Illustrirtes Familienblatt. – Begründet von Ernst Keil 1853.


Wöchentlich  bis 2 Bogen. Vierteljährlich 1 Mark 60 Pfennig. – In Heften à 50 Pfennig.



Mutter und Sohn.

Von A. Godin.
(Fortsetzung.)


Meinhard hielt sein Pferd an.

„Welcher Friede!“ sagte er tiefaufathmend. „Hier müssen alle Stürme schweigen“

„Weißt Du schon, daß der Platz uns jetzt zu eigen gehört?“ fragte Ottilie.

„Wie das?“

„Ja,“ sagte sie mit dem herben, geringschätzigen Klange, dessen ihr helles Organ mitunter fähig war. „Lichtenwerde’s dachten in allem Ernst daran, die Ruinen ihres Stammhauses an den nächsten Besten zu veräußern. Als Großpapa erfuhr, daß ein Unterhändler ihnen im fremden Auftrage ein Angebot auf den Platz gethan, und daß sie Willens wären, sich darauf einzulassen, kam er durch eigenen Ankauf jeder Möglichkeit unberufener Nachbarschaft zuvor. Diesmal wäre übrigens auch sonst nichts daraus geworden; Lichtenwerde’s hatten mit jenen Leuten sofort abgebrochen, als sie Näheres erfuhren. Es waren Protestanten.“

„Deshalb abgebrochen?“ sagte Meinhard mit Betonung.
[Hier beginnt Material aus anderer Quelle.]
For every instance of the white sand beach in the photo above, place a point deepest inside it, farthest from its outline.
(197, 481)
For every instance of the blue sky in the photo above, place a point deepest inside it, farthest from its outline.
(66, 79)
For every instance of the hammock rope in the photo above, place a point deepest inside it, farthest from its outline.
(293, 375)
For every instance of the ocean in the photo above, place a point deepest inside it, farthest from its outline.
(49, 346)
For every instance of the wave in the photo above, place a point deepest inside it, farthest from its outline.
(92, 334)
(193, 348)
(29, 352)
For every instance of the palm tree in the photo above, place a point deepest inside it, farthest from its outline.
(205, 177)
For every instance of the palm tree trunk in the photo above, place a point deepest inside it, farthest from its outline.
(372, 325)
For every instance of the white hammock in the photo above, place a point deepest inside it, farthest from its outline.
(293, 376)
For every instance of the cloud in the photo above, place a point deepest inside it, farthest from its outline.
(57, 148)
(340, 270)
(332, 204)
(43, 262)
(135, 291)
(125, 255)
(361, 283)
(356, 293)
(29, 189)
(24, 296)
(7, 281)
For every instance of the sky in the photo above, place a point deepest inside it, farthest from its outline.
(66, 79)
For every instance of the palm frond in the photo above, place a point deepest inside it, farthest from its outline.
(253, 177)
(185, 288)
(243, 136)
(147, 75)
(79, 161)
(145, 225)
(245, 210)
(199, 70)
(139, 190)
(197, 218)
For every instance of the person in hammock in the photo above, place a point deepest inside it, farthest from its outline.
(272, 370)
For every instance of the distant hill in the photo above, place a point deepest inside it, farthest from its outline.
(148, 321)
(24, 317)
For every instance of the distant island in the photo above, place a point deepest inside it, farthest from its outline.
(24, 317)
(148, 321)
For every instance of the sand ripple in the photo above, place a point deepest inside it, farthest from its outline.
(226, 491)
Ottilie sah ihn erstaunt an.

„Man wird doch nicht zugeben. daß sich Protestanten hier ansässig machen?“

Ein rasches Wort zuckte auf seinen Lippen, doch sprach er es nicht aus. Wie hatte ihn befremden können, was er wußte, zu gut wußte? Er war in Tirol! Die Farbe kam und ging in seinem bewegten Gesicht. Schweigend ritt er dem Kirchlein zu, um dort abzusteigen und sein Pferd an den Baum festzubinden.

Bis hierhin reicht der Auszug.